Kurden und Aleviten demonstrieren in Köln
Kurden und Aleviten demonstrieren in Köln FOTO: dpa, obe tba
Köln. Zu einem Internationalen Kulturfestival werden am Samstag 20.000 Kurden in Köln erwartet. Die Polizei geht von einem friedlichen Verlauf der Veranstaltung aus, warnt aber vor Verkehrsproblemen.

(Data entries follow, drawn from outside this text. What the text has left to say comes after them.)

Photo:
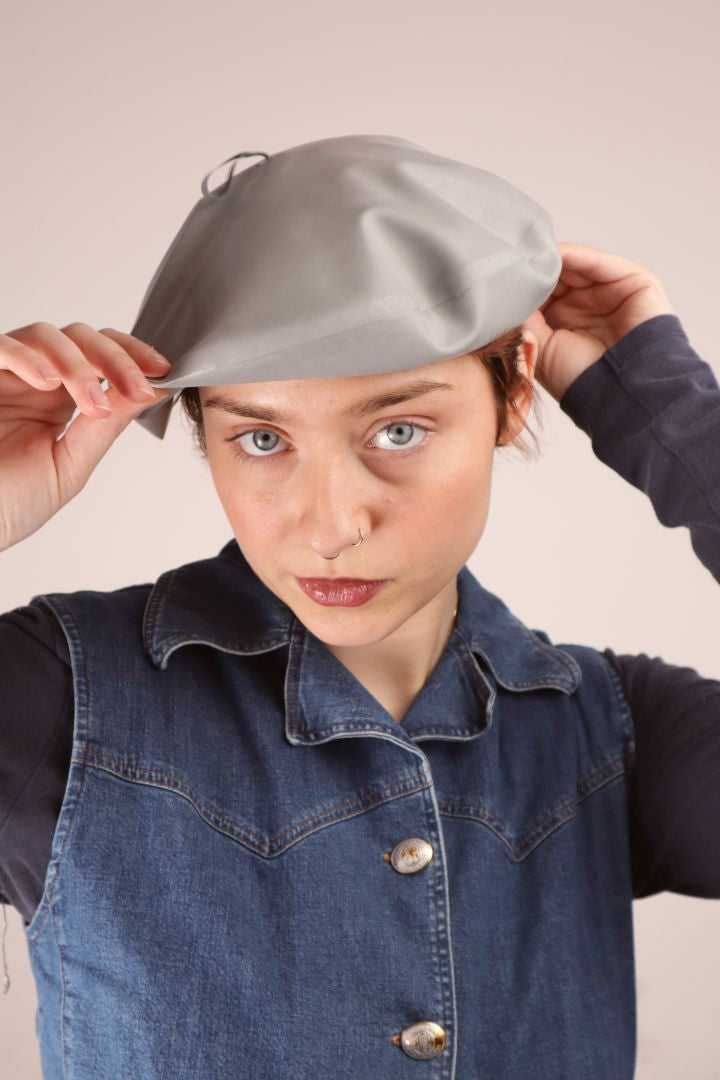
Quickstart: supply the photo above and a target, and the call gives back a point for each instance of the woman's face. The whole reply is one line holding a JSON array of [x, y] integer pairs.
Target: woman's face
[[317, 460]]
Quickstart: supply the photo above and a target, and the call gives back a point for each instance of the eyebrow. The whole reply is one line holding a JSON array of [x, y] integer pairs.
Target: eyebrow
[[365, 407]]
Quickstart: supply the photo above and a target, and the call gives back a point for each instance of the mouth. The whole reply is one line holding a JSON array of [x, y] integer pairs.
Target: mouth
[[345, 592]]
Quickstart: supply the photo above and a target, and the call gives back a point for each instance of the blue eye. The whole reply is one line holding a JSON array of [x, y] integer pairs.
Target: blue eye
[[265, 439]]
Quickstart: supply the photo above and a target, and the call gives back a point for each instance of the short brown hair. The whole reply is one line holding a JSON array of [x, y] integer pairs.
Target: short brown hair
[[501, 358]]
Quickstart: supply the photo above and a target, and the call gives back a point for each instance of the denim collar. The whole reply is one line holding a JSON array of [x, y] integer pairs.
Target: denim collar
[[220, 602]]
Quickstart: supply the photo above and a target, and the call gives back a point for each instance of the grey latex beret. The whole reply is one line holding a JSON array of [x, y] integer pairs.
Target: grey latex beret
[[345, 256]]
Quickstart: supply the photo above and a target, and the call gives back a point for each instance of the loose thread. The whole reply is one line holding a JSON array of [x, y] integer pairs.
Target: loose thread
[[5, 985]]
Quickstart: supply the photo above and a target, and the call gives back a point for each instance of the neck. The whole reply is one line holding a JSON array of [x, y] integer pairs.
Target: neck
[[395, 669]]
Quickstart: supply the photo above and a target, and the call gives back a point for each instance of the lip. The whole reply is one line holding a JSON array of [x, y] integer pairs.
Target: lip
[[343, 592]]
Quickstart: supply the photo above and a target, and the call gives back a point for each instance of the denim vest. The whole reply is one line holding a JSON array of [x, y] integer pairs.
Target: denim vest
[[258, 873]]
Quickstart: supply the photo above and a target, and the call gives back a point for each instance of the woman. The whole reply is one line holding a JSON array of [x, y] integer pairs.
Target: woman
[[320, 832]]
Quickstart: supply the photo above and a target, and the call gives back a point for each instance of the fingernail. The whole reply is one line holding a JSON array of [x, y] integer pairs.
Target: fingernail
[[98, 396]]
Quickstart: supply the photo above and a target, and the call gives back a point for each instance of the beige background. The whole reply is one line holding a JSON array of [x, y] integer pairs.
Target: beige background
[[607, 115]]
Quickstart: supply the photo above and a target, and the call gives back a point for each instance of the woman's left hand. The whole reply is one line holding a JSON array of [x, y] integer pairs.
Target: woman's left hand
[[599, 297]]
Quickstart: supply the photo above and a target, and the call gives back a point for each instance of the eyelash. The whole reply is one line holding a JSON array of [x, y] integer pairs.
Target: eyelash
[[254, 459]]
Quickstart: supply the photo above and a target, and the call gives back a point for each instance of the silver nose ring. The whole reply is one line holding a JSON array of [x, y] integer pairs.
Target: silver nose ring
[[352, 544]]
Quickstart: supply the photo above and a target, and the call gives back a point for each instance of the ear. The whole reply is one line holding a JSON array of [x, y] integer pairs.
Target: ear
[[527, 360]]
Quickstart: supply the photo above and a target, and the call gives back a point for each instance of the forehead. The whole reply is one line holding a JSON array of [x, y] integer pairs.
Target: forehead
[[354, 395]]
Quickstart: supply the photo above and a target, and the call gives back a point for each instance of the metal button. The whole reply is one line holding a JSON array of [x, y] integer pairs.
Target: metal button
[[423, 1040], [410, 855]]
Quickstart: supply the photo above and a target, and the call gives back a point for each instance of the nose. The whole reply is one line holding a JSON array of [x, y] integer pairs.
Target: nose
[[335, 508]]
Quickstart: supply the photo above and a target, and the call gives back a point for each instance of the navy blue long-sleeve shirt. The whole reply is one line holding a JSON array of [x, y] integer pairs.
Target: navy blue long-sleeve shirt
[[651, 406]]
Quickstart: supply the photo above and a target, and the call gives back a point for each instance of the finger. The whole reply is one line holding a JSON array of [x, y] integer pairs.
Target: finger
[[107, 355], [27, 364], [595, 262], [68, 361]]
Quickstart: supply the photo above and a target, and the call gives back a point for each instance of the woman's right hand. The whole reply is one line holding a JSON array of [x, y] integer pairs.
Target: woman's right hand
[[40, 472]]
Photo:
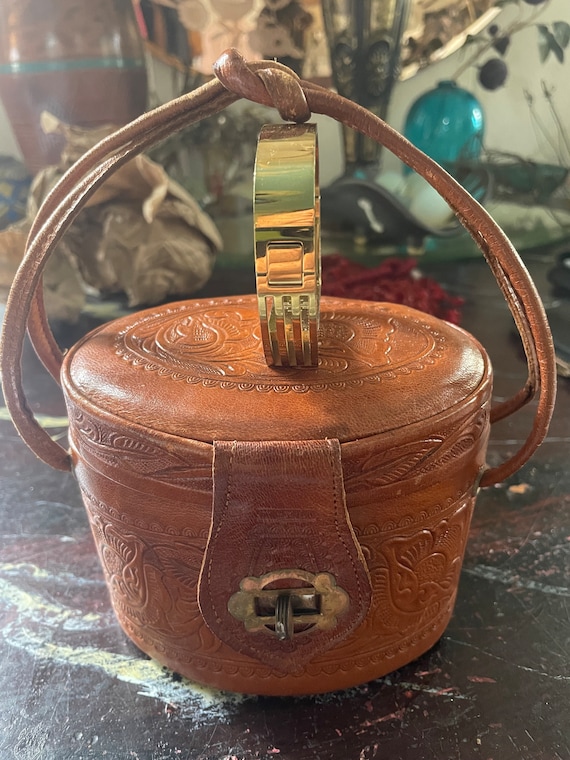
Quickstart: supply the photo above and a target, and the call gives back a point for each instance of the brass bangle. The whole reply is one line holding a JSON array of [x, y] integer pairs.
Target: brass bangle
[[286, 212]]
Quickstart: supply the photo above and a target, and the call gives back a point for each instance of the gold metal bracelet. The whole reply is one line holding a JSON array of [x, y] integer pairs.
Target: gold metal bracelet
[[286, 212]]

Wie im vergangenen Jahr wird die Veranstaltung vom demokratischen Gesellschaftszentrum der Kurden in Deutschland (Nav-Dem e.V.) organisiert. Die Demo soll erneut an der Deutzer Werft an der Siegburger Straße stattfinden. Das Motto: "Freiheit für Öcalan, Status für Kurdistan, Demokratie für den Mittleren Osten".

Polizei und Stadt bereiten sich auf den Einsatz am Wochenende vor. "Wir gehen von einem friedlichen Verlauf aus", sagt ein Sprecher der Polizei. Schon am Freitag beginnen die Veranstalter mit dem Aufbau der Bühne, es kann daher zu ersten Verkehrsbeeinträchtigungen kommen. Am Samstag ist zwischen 11 und 19 Uhr mit Einschränkungen in Deutz zu rechnen, vor allem auf der Siegburger, der Mindener und der Opladener Straße. Die Stadt wird Halteverbotszonen einrichten. Auch die KVB-Bahnen auf der Deutzer Brücke können teilweise nur verzögert fahren – vor allem während der An- und Abreise der Teilnehmer.

Die Polizei hat eine "Lärmpegelobergrenze" als Auflage angeordnet. Viele Anwohner hatten sich im vergangenen Jahr über die Lautstärke beschwert. Die Stadt hat außerdem Verkaufs- und Essensstände auf dem Gelände untersagt. Die Polizei empfiehlt den Versammlungsteilnehmern, in Parkhäusern zu parken, etwa am Brücker Mauspfad, und von dort mit der Bahn nach Deutz zu kommen.

Bürgertelefon ist eingerichtet

Die Polizei richtet ein Bürgertelefon für Fragen ein (0221/229-7777). Es ist am Donnerstag und Freitag von 8 bis 18 Uhr und am Samstag von 8 bis 20 Uhr besetzt.

2016 hatte eine Gruppe junger Kurden aus dem linksautonomen Spektrum auf dem Weg zum Deutzer Bahnhof Feuerwerkskörper auf den Bahngleisen entzündet und Polizisten mit Flaschen und Steinen beworfen. An der Deutzer Werft selbst war es friedlich geblieben, auch viele Familien mit Kindern waren bei dem Fest.